Council received information about proposed updates to the Water Regulation Bylaw, including implementation of permanent water use restrictions, reduction of the complexity and cost associated with meeting landscape irrigation requirements, provisions to improve compliance, and addressing identified issues with temporary water use. For more information, visit kelowna.ca/watersmart.

Okanagan Rail Trail

Council supported the Trail Development Plan for the Okanagan Rail Trail corridor. Key features include a 4.6-metre-wide continuous route of public access, with a finished surface of compacted crushed aggregate, pedestrian and bicycle crossings, conversion of existing bridges for safe public use and installation of signage.

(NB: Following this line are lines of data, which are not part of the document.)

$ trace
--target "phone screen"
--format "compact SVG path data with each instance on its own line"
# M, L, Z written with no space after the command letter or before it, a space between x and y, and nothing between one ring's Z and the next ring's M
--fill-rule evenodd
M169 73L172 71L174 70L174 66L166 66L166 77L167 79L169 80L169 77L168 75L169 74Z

For more information, visit kelowna.ca/OKRailCorridor.

Tax distribution policy

Council approved updates to the Municipal Tax Distribution Policy, which adjust 2015 tax class ratios (e.g. residential, industrial, business, farm) and reflect the 2016 assessment changes in property market values. Based on 2015 information on municipalities over 75,000 populations, Kelowna has the third lowest Business Class ratio and was one of nine that had a Business class ratio under 3.00. For more information, visit kelowna.ca/propertytax.

2030 Infrastructure Plan

Council adopted the 2030 Infrastructure Plan, which strikes an affordable balance of infrastructure projects that maintain levels of service, preserve existing assets, and provide opportunity for growth and economic development. For more information, visit kelowna.ca/2030Kelowna.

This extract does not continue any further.